Time Series First Principles: Model Combinations Are King

Time Series First Principles Series

This post dives into the ninth principle of a good time series forecast, model combinations are king. Check out the initial post in this series to get a high level view of each principle.

Wisdom of the Crowds

In 1906, famed statistician Francis Galton went to a county fair for some fun. While there he came upon a competition to guess the weight of an ox. Eight hundred people entered the competition but the guesses were all over the place, some too high, some too low. Francis was a big numbers guy, so he took all of the guesses home with him and crunched the data. He found out that the average of all the guesses was only one pound away from the actual weight of the ox, which weighed 1,198 pounds. That’s an error of less than 0.08%. What he stumbled upon that day is now know as the wisdom of the crowds.

The concept of wisdom of the crowds states that the collective wisdom of a group of individuals is usually more accurate than that of a single expert. When guessing the weight of the ox, the overestimates and underestimates of regular people cancelled each other out. Creating an average prediction that was more accurate and any single person’s estimate.

This principle is important in machine learning forecasting. Usually it’s not one single model that performs the best, but instead a combination of multiple models. Let’s take a look at how we can combine models into more accurate forecasts.

Types of Model Combinations

There are many different ways individual model forecasts can be combined to create more accurate forecasts. For today we’ll cover the most common approaches. If you’d like to dive deeper I recommend this amazing paper by our forecasting Godfather Rob Hyndman.

Simple Average: As simple as it sounds. Just take the forecasts from individual models and average them together.
Ensemble Models: Feed the individual model forecasts as features into a machine learning model, and have the model come up with the correct weighted combination. This is also known as “model stacking”.
Hierarchical Reconciliation: This involves forecasting at different aggregations of the data set based on its inherent hierarchies, then reconciling the down to the lowest level (bottoms up) using a statistical process. For example forecasting by city, country, continent, and global level then reconciling each forecast down to the city level. This reconciliation can be thought as combining different forecasts together to create something more accurate. This approach has more nuances, and will be covered in another post.

Model Combination Example

Let’s walk through a simple example around how combining the predictions of more than one model can outperform any single model. Below is an example monthly time series. We will try to back test the last 12 months of the historical data.

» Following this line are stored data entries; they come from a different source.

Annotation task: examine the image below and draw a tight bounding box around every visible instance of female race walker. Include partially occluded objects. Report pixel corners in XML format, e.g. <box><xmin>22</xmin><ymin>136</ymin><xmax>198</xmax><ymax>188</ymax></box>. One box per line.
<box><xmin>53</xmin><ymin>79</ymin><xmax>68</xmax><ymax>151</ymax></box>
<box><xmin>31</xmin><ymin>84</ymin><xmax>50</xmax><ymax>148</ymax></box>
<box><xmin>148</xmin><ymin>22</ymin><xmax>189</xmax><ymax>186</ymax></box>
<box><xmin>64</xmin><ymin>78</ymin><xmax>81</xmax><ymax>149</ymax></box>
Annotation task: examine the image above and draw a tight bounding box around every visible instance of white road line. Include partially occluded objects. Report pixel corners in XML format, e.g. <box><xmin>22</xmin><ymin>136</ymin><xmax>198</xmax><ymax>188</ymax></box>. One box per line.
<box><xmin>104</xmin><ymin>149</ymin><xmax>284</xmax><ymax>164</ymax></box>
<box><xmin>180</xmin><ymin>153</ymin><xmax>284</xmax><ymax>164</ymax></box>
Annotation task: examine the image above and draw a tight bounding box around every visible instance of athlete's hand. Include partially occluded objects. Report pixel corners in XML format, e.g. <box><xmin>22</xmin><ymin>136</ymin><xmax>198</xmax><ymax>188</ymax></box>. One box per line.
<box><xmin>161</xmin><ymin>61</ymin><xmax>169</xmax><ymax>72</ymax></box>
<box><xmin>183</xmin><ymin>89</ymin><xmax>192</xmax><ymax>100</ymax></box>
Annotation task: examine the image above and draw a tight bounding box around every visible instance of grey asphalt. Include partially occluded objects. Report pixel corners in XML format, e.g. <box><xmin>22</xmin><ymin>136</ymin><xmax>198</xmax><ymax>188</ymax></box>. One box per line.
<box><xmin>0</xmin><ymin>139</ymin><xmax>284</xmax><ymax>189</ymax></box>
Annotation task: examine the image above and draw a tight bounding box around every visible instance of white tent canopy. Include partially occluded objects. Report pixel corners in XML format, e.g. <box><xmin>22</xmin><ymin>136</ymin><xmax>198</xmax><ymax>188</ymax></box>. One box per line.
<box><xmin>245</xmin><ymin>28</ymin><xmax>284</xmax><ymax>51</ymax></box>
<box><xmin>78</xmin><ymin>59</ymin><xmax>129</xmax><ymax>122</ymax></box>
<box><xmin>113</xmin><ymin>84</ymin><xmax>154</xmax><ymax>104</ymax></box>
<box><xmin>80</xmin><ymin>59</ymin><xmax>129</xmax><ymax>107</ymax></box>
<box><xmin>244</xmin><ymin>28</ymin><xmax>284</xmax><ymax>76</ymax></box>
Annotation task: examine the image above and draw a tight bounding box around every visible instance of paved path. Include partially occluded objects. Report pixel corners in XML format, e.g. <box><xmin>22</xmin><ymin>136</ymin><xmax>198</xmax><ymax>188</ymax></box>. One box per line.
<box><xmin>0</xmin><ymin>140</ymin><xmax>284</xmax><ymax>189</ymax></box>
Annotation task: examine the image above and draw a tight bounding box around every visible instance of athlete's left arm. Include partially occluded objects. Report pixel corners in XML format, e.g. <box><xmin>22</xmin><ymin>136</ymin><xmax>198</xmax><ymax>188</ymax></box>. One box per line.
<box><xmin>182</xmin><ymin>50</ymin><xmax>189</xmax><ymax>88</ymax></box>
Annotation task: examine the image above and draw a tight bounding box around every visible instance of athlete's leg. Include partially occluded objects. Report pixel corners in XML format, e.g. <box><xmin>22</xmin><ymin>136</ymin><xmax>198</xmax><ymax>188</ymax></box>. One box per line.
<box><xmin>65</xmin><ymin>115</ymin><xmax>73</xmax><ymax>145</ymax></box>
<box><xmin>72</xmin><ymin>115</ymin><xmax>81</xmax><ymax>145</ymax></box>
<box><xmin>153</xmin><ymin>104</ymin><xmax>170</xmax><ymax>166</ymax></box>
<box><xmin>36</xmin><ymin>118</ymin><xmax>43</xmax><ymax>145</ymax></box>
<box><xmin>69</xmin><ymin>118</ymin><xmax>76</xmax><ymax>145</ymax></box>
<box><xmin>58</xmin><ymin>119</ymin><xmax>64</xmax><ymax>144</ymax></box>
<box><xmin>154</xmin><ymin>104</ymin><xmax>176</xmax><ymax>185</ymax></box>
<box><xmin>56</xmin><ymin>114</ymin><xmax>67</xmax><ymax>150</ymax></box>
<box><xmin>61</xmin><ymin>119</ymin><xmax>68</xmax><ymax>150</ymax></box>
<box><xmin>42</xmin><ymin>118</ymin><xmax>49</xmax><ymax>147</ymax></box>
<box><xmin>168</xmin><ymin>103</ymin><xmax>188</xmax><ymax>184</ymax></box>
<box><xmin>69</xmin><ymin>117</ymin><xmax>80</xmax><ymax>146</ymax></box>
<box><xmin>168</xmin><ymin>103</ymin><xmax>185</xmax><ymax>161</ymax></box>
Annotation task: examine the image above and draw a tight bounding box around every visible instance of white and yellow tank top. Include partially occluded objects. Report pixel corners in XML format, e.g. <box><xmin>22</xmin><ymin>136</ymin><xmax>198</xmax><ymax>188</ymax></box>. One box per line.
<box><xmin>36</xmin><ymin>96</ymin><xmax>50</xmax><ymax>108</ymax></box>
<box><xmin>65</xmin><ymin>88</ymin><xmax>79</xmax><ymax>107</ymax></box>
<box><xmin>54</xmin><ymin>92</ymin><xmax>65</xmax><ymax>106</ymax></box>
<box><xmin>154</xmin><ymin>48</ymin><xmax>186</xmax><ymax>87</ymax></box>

To keep things simple we can just run a few models to get the back testing results for the last year of the data. We’ll use various univariate time series models. Ignore the types of models used. Instead, let’s just see how each model did on it’s own. Learn more about accuracy metrics in a previous post.

Accuracy by Single Model
Model	MAPE	MAE	RMSE
arima	1.97	3.76	4.68
croston	10.18	19.54	20.01
nnetar	9.77	18.37	26.00
stlm-ets	1.92	3.68	4.59
tbats	1.86	3.51	4.05
theta	2.46	4.71	5.52

It looks like the tbats model performs the best across the board with stlm-ets and arima not far behind. What if we averaged the three of them together? Let’s see how the results change.

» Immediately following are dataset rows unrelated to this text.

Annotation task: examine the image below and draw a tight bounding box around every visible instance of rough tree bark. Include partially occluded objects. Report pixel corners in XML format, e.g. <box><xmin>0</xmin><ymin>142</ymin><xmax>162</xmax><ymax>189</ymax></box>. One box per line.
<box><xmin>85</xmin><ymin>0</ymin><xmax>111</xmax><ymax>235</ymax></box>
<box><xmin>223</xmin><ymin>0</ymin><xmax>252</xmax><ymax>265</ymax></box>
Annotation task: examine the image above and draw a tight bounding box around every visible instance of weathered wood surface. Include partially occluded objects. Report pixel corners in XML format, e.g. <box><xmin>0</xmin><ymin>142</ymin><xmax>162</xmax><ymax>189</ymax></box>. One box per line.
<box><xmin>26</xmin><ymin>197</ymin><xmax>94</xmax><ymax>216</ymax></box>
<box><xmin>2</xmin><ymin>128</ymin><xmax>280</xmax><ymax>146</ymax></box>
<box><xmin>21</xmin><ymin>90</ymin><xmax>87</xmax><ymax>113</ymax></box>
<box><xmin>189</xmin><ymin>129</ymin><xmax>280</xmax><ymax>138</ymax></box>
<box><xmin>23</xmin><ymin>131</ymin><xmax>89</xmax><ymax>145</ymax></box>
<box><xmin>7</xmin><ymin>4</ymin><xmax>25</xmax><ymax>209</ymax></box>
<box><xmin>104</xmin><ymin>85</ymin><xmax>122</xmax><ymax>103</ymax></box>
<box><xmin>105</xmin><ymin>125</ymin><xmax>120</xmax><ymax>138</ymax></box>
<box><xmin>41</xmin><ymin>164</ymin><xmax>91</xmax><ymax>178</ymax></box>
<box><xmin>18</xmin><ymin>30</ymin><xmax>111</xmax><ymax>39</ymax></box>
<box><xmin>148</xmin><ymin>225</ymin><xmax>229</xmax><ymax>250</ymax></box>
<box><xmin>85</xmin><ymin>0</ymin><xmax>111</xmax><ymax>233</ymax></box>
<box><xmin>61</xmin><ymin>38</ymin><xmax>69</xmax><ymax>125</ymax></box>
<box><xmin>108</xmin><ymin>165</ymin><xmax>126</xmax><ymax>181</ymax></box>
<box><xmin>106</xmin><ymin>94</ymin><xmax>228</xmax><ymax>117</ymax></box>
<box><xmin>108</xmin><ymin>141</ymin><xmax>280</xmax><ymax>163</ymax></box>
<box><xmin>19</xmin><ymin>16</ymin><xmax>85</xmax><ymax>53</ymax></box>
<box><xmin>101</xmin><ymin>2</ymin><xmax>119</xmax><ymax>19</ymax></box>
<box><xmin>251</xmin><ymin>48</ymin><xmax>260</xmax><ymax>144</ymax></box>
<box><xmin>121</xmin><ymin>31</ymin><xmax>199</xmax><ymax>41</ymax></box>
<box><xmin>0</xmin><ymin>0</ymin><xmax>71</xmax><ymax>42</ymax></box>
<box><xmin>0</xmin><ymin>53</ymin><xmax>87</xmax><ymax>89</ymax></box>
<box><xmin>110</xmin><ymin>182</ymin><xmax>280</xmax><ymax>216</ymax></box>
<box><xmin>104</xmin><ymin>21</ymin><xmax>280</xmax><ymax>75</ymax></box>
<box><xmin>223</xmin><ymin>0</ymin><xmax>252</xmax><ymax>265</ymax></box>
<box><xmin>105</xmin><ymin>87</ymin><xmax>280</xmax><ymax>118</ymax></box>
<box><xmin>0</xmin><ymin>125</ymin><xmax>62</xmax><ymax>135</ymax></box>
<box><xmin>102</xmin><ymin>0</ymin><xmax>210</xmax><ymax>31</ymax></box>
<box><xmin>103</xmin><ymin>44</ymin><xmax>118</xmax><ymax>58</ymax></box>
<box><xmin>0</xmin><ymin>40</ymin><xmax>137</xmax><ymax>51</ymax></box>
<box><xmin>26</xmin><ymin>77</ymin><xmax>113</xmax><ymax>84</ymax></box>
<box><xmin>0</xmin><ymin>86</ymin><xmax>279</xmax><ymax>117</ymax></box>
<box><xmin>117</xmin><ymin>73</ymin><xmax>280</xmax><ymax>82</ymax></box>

Accuracy for Average Model
Model	MAPE	MAE	RMSE
arima_stlm-ets_tbats	1.84	3.51	3.99

Even better results! See how creating simple model averages can improve the results? Averaging the results can help smooth out any under or over forecasts, creating more accurate models.

Simple model averages are often the quickest way to improved forecast accuracy. Another way is to create an ensemble model that can create the weights on its own. Let’s feed the predictions from each model into a linear regression model and have it determine the optimal weights.

Accuracy for Ensemble Model
Model	MAPE	MAE	RMSE
Ensemble	1.81	3.40	3.65

Alight more accurate results! By feeding each individual model forecast into a final ensemble model, we were able to get a more accurate forecast.

Reversal

When trying to combine models, there is always a risk of overfitting. Meaning the combination approach (like simple average or ensemble) could have great accuracy on the back test data but not generalize well to new unseen data in our future forecast. To prevent that we can make sure to back test on enough historical data to prove our combination approach works well for more than just a period or two. We can also have separate validation and test splits in the back testing to see how combinations made on one data set can generalize well when tested on the other.

Prediction intervals are harder to create. Simply combining the 80% and 95% prediction intervals of multiple models together is not going to fully capture the uncertainty of forecasts created by the new model combination. So we would need to re-create the intervals based on the results of the new combined model.

Similar to prediction intervals, combining models can also make it harder to interpret them. Instead of just understanding one model and its predictions, we now have to understand how multiple models work and are combined to get the final forecast.

finnts

Model combinations can be hard to do effectively. Thankfully my forecasting package, finnts, is here to help! It automatically handles every kind of model combination method listed in this post. Check out the package and see just how easy forecasting can be.

Final Thoughts

Just like the county fair crowd nailed the ox’s weight, combining multiple models in time series forecasting yields more accurate predictions by balancing out individual errors. When you’re forecasting, remember to embrace the collective wisdom of models for better results!